EXPERIMENTAL CRISPR THERAPY TREATMENT

More than 50 experimental studies are underway that use gene editing in human volunteers to treat everything from cancer to HIV and blood diseases. Most of these investigations, about 40 of them, involve CRISPR (Clustered Regularly Interspaced Short Palindromic Repeats), the most versatile of the gene-editing methods, which was developed only 10 years ago. CRISPR is a revelation to scientists because of how it can snip the genome at specific locations. A cutting protein is paired with a short gene sequence that acts like GPS, zipping to a predetermined spot in an individual's chromosomes. According to an article in the May/June 2023 issue of the journal MIT Technology Review, one of the first patients treated using a CRISPR procedure, in 2019, was Victoria Gray. At the Third International Summit on Human Genome Editing, held in London in March 2023, she described to the audience how her earlier battle with sickle-cell disease resulted in episodes that left her hospitalized for months at a time.  

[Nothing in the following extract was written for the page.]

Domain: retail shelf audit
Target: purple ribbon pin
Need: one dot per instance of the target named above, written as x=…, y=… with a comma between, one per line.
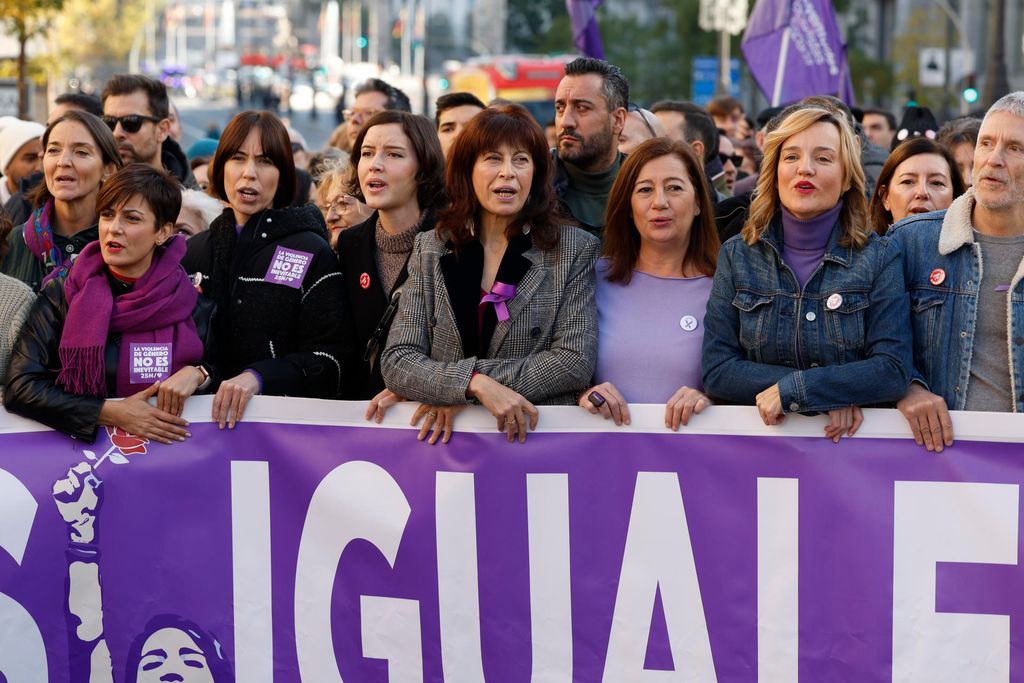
x=500, y=293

Then she underwent a treatment that involved editing the genes in cells from her bone marrow. Within minutes of receiving a transfusion of edited cells, she shed tears of joy. The company developing her treatment, Vertex Pharmaceuticals, has treated more than 75 patients in its studies of sickle-cell and a related disease, beta thalassemia. The therapy could be approved for sale in the U.S. within a year. It is widely expected to be the first treatment using CRISPR to go on sale, but a price has not been announced. Other biotech companies, such as Intellia, Beam Therapeutics, and Editas Medicine, are hoping they can use this technology to develop successful treatments. Many are running trials. A challenge facing all these efforts remains placing CRISPR where it needs to go in the body, which is not easy to accomplish. In Gray's case, doctors removed bone marrow cells and edited them in the laboratory. Before they were added back to her body, however, she underwent punishing chemotherapy to kill off her remaining bone marrow in order to make room for the new cells. Meanwhile, thousands of other inherited diseases that could be treated with CRISPR are being ignored because most of them are too rare to be a viable commercial opportunity.